Reportage photographique du spectacle de la Compagnie Virgule à l’Espace Rouget, MJC de Toulouse. Sur scène, une poignée de danseurs pour une chorégraphie qui mêle hip-hop et danse contemporaine — contacts physiques, breakdance, portés, figures suspendues. La lumière de scène est la seule contrainte et la seule ressource : chaude, dure, elle découpe les corps sur fond noir et ne laisse aucune place à l’approximation. Pour voir l’album, c’est par ici!
Photographier du spectacle vivant depuis la salle, c’est travailler dans des conditions que l’on ne contrôle pas. La lumière change, les danseurs ne repassent pas deux fois au même endroit, et l’instant décisif n’attend pas. Ce qui ressort de cette série, c’est l’énergie physique brute de la compagnie : les corps se percutent, se portent, s’équilibrent au bord de la chute. Certains plans captent l’explosion d’un mouvement, d’autres le moment suspendu juste avant — les deux sont dans la série.

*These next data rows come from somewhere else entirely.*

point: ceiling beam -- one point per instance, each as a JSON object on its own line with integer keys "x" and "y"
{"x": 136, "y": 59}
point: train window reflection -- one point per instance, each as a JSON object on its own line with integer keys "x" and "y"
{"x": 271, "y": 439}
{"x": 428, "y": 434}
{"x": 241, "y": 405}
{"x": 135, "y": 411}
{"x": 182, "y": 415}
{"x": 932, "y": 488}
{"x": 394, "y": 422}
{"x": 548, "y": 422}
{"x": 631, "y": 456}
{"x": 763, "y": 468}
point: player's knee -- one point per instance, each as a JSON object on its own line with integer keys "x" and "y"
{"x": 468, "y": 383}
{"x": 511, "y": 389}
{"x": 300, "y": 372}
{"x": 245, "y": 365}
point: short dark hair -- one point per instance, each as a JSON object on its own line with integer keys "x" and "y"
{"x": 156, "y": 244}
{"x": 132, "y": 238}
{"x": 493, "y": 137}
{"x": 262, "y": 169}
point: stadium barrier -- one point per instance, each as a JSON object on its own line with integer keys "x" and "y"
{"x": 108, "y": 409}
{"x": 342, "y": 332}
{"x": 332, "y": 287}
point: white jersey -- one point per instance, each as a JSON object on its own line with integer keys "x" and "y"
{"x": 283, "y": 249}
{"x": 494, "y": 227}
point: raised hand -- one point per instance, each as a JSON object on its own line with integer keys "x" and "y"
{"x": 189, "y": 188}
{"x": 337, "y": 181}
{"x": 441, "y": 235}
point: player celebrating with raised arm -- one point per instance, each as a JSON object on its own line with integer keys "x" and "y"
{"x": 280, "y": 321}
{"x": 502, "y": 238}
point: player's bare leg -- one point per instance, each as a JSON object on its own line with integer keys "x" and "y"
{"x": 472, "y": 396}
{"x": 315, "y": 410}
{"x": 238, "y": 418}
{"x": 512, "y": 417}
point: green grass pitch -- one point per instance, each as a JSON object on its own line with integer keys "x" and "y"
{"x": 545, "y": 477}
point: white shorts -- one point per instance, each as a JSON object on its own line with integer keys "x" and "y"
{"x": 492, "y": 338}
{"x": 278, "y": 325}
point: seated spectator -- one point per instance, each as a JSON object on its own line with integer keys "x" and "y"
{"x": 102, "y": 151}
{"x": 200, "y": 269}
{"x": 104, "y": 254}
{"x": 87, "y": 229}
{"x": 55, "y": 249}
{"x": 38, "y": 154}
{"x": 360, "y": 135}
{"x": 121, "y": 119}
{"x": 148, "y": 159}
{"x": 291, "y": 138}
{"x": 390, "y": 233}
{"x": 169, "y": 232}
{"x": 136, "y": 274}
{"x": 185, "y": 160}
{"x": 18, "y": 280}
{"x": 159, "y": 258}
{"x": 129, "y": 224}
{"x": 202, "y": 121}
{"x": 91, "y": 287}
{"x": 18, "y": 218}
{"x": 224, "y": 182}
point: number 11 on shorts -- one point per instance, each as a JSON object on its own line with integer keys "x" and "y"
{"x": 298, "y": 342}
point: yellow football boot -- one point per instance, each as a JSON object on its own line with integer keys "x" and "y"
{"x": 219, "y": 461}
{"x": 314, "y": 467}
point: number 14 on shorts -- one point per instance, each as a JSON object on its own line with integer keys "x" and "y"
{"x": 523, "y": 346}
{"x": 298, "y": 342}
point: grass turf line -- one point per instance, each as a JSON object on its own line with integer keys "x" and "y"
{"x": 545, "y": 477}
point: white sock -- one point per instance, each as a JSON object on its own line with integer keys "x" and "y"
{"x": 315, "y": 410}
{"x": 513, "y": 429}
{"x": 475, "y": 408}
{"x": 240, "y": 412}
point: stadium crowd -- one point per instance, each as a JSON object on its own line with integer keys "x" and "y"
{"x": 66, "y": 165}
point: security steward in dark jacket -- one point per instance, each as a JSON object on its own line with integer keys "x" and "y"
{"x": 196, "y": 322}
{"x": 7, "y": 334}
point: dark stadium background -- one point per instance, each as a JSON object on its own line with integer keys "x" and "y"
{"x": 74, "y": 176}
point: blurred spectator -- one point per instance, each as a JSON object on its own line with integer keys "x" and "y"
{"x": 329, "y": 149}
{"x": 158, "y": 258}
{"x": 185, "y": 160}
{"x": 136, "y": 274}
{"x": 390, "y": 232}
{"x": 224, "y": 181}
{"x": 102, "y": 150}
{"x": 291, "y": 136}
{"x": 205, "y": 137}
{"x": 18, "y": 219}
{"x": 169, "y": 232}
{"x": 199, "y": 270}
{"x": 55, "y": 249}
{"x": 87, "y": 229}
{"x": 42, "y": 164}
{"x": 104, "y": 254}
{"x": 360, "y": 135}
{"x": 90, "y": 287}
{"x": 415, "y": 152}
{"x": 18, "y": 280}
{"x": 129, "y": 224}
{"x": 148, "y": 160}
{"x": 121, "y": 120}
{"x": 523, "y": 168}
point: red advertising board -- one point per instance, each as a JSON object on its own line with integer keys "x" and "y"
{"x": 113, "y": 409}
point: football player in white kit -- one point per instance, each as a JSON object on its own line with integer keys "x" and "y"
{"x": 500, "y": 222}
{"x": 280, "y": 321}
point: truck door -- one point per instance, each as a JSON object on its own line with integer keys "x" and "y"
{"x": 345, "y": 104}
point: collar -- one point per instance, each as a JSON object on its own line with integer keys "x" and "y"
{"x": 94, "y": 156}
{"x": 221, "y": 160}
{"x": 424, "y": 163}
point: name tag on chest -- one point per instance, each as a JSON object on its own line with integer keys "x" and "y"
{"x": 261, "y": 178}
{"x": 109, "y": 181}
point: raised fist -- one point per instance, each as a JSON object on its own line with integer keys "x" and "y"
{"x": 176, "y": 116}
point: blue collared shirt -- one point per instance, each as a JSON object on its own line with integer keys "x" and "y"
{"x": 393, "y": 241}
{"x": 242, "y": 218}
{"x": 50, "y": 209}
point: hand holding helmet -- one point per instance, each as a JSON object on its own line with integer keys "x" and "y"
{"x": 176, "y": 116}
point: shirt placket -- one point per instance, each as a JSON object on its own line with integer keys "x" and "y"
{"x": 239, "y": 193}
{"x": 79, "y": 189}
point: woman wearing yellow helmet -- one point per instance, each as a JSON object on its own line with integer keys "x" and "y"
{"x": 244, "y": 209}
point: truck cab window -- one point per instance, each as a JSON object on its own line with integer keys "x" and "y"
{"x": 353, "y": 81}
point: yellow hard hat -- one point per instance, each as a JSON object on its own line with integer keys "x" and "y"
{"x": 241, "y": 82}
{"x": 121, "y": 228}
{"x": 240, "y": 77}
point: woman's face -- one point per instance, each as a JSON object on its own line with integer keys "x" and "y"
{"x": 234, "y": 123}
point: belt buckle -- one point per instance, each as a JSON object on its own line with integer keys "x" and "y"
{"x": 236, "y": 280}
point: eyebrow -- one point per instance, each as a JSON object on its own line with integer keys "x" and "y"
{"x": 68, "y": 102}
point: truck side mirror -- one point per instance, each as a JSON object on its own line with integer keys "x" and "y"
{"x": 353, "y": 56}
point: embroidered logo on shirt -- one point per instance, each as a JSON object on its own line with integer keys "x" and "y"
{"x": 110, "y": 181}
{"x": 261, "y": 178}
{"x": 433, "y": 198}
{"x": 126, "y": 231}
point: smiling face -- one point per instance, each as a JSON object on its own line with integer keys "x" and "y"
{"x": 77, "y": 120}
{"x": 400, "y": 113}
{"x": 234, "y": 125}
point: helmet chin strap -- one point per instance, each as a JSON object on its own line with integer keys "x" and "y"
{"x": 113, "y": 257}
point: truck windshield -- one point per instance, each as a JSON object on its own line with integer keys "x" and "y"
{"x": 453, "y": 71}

Le noir et blanc sur certaines séquences ramène tout à l’essentiel : la ligne du corps, le rapport entre les danseurs, la tension dans l’air.
La Compagnie Virgule travaille à la croisée du hip-hop et de la danse contemporaine — deux langages qui partagent une même exigence du corps mais qui ne parlent pas tout à fait de la même façon. Ce que la chorégraphie construit ici, c’est un dialogue entre ces deux territoires : la puissance et la précision du hip-hop, l’intention et le rapport à l’autre du contemporain. Les danseurs passent d’un registre à l’autre sans couture visible, et c’est exactement ce qui rend le spectacle difficile à photographier — et intéressant à l’être. Les conditions de lumière en salle ajoutent une contrainte supplémentaire : des éclairages de scène très directionnels, des variations rapides d’intensité, des zones d’ombre profondes entre les sources. Travailler en haute sensibilité avec une grande ouverture est inévitable, et cela implique des choix — accepter un certain grain, perdre de la profondeur de champ, choisir la vitesse pour figer le mouvement ou la sacrifier pour garder la lumière. Chaque image de cette série est le résultat de ce type d’arbitrage, fait en temps réel, sans possibilité de recommencer.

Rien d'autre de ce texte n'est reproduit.